Tuesday, March 19, 2013

TUESDAY'S TREAT

There's not much I like better than peanut butter and chocolate! This recipe comes from COOKING WITH PAULA DEEN and sounds scrumptious(easy too).

PEANUT BUTTER BROWNIE CUPS
1(19.9 oz) box brownie mix
18 miniature peanut butter cup candies, unwrapped
1(10oz.)bag peanut butter morsels
3 tbsp. heavy whipping cream

Preheat oven to 350. Prepare brownie batter according to package directions. Line 18 muffin cups with paper liners.
Spoon 1 tbsp. brownie batter into each muffin cup. Place 1 peanut butter cup into each muffin cup. Top with remaining brownie batter.
Bake for 20-25 min. or until center is set. Let cool on wire racks.
In a medium saucepan, combine peanut butter morsels and cream. Cook over medium-low heat, stirring often, until morsels melt and mixture is smooth. Spread evenly over brownie cupcakes.

MEATLESS MONDAY

I am always searching for ways to make broccoli more palatable to "The Hubby". This recipe comes from FOOD NETWORK MAGAZINE. I fixed it as a side dish with fish and it was very good. Even though it says to roast 15 minutes then add the toppings and roast 15 more, I think I will cut the time down to 10 minutes each time since I felt it was a bit over done.

ROASTED CHEDDAR BROCCOLI
Cut 1 large head of broccoli into long spears. Toss with 2 tbsp. olive oil on a baking sheet; season with salt . Roast at 450 until almost tender, 15 min. Toss 1/2 c. breadcrumbs(preferably panko) with 1 c. grated sharp cheddar cheese, 1 bunch sliced scallions, 1 tbsp. olive oil, and a pinch of nutmeg. Sprinkle over the broccoli and roast 15 more minutes.

SEAFOOD SUNDAY

It's been a busy winter so I'm way behind in posting. However, I tried this recipe this past week and definitely think it is worth sharing. Since the title is SPRING PESTO LINGUINE it is a fitting start; for the first day of spring is upon us! The recipe comes from CLEAN EATING.

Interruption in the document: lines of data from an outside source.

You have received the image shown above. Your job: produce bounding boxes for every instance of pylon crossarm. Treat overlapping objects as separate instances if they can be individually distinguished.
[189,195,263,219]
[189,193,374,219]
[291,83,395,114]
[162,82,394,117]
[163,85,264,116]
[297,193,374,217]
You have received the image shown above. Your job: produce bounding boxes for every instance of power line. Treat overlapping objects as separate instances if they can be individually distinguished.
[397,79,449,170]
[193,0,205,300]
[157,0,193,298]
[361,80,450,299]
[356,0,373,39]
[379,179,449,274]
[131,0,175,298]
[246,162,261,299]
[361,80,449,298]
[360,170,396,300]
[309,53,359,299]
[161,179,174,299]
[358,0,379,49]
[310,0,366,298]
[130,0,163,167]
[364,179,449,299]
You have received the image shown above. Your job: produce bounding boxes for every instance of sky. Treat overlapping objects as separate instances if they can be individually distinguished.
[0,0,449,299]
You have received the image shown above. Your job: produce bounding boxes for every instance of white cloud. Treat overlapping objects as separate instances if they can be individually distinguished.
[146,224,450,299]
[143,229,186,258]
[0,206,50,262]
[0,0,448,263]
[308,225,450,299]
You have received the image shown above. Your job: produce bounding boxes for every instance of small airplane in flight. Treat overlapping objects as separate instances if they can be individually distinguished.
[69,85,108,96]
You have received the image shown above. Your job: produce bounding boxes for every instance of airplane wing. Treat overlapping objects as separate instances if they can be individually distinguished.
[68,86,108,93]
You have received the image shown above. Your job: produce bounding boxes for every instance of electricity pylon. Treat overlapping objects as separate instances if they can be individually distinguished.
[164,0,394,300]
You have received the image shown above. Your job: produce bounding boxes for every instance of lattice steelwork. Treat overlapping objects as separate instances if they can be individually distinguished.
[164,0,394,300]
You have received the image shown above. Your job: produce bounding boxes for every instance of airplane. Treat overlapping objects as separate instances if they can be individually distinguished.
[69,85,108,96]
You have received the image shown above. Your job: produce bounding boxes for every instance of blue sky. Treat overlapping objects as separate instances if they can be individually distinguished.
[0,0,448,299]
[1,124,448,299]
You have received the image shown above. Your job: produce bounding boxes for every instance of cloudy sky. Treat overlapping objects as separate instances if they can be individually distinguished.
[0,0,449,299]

SPRING PESTO LINGUINE WITH SCALLOPS

INGREDIENTS:
8 oz. whole-grain linguine or spaghetti
2 c. trimmed and chopped fresh asparagus
12 sea scallops(about 1 lb.), patted dry and catch muscle removed- I used frozen ones from the grocery that I thawed
sea salt and freshly ground black pepper to taste
1 tbsp. olive oil

PESTO:
1/2 c. low-sodium chicken broth, divided
3 tbsp. minced garlic(4-6 cloves)
1 c. frozen green peas, thawed
1 oz. shredded Parmesan cheese(1/4 c.)
1 oz. chopped raw unsalted walnuts
juice from 1/2 lemon
sea salt and freshly ground pepper to taste

INSTRUCTIONS:
ONE: In a large pot, cook linguine according to package directions; during final 2-3 minutes of cooking, add asparagus. Reserve 1/4 c. pasta cooking water. Drain pasta and asparagus and return to pot.
TWO:Meanwhile, season scallops with salt and pepper. In a stainless steel saute pan, heat oil on high. Working in batches, add scallops to outer edges of pan and sear until browned, 1-2 minutes. With a thin metal spatula, flip scallops and cook until browned and firm but still tender when gently pressed, 1-2 more minutes. Transfer scallops to a plate and cover to keep warm.
THREE: Reduce heat on pan to medium. Add 1/4 c. broth and use a wooden spoon to scrape up browned bits from the bottom. Add garlic and saute, stirring frequently, until fragrant, 1-2 minutes. Stir in remaining 1/4 c. broth and peas and cook until heated, about 2 minutes.
FOUR: Transfer pea mixture, including liquid, to a food processor or blender. Add cheese, walnuts, lemon juice, salt, and pepper and process until combined, scraping down sides of processor as needed. Add to linguine mixture and toss to coat. Add 2 tbsp. reserved pasta cooking water and stir, adding additional cooking water as needed to reach the desired consistency. To serve, top linguine mixture with scallops.